Eliminate all grains and legumes. This would essentially put you into the paleo category. Just like gluten free being “paleo” is often a bastardization of the true objective of paleo. The true objective of paleo is to eradicate potential digestive irritants, eat a low carbohydrate diet (unless a high level athlete) and eat nutrient sense foods. Again eating mountains of paleo friendly carbs every day may still leave you short on your goals. This will be covered thoroughly in a separate article.
Side note/Vegans/Vegetarians: If you consume grains and legumes on your endeavor to achieve gluten free status, be sure to soak them for 24-48 hours before preparation. This will help deactivate enzyme inhibitors and shed anti-nutrients such as phytic acid.

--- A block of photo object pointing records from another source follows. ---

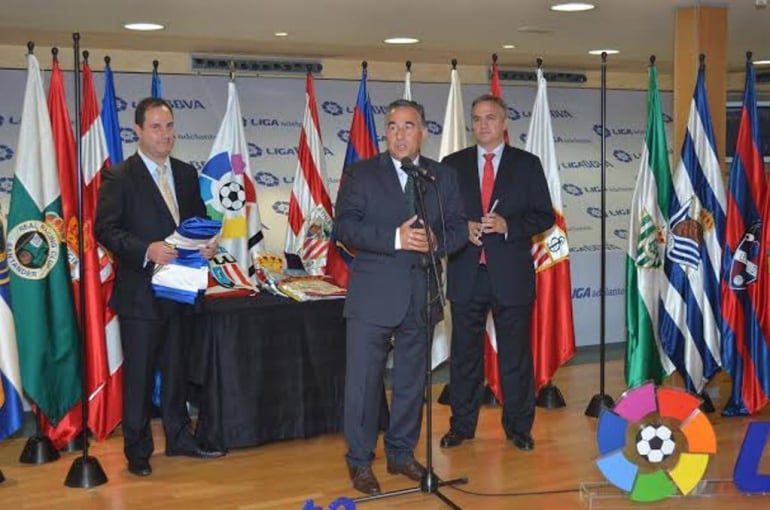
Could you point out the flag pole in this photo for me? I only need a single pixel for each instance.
(601, 399)
(85, 472)
(549, 396)
(38, 449)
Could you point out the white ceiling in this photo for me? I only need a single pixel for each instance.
(469, 30)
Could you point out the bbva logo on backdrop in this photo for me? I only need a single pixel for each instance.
(176, 103)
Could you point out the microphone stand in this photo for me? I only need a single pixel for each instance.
(430, 482)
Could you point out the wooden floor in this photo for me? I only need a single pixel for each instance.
(284, 475)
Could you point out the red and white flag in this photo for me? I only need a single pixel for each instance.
(310, 210)
(553, 334)
(64, 143)
(104, 355)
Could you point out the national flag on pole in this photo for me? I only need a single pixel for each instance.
(645, 358)
(690, 319)
(553, 333)
(408, 82)
(46, 330)
(452, 140)
(362, 144)
(11, 409)
(103, 351)
(745, 349)
(109, 116)
(308, 234)
(156, 87)
(491, 369)
(228, 188)
(64, 142)
(453, 135)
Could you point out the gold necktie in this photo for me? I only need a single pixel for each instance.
(168, 196)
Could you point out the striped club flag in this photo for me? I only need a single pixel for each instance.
(746, 324)
(11, 409)
(690, 318)
(645, 359)
(362, 144)
(308, 234)
(553, 333)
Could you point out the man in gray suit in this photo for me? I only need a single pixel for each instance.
(387, 290)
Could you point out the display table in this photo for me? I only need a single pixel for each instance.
(268, 368)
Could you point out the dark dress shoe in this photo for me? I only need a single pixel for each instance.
(363, 480)
(523, 441)
(198, 453)
(411, 469)
(139, 467)
(452, 439)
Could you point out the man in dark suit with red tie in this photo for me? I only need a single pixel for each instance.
(141, 201)
(386, 297)
(507, 201)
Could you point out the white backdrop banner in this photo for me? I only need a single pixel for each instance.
(272, 111)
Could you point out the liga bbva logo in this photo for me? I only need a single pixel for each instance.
(655, 443)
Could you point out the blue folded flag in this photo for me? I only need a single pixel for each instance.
(184, 279)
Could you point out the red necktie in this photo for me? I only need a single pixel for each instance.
(487, 183)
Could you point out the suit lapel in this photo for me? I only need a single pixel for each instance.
(147, 185)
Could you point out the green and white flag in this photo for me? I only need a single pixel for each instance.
(645, 359)
(46, 329)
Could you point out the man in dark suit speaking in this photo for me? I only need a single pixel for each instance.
(141, 201)
(386, 297)
(507, 202)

HDX Fit Gluten Free Action Plan in Bullets
- Go gluten free! Replace gluten foods with ore fresh fruits and vegetables, Pastured eggs and meats, fish, seafoods, nuts, seeds,
- Going gluten free isn’t enough. Eliminate processed foods.
- Replace processed foods with high nutrient foods. 3oz of Organic kale has your daily requirement of vitamin A as an example and about 15 calories. See what 15 calories worth of grains gets you.
- Eliminate other irritants that you may be sensitive to. Other grains, legumes, peanuts, casein and lactose may also disagree with you. Eliminate all suspected irritants for 3-6 months and slowly introduce foods back one at a time to see what works for your body.
Be wary of semantics. For example “gluten free” soda isn’t helping anyone except the person selling the soda increase his or her sales to the unfortunately susceptible.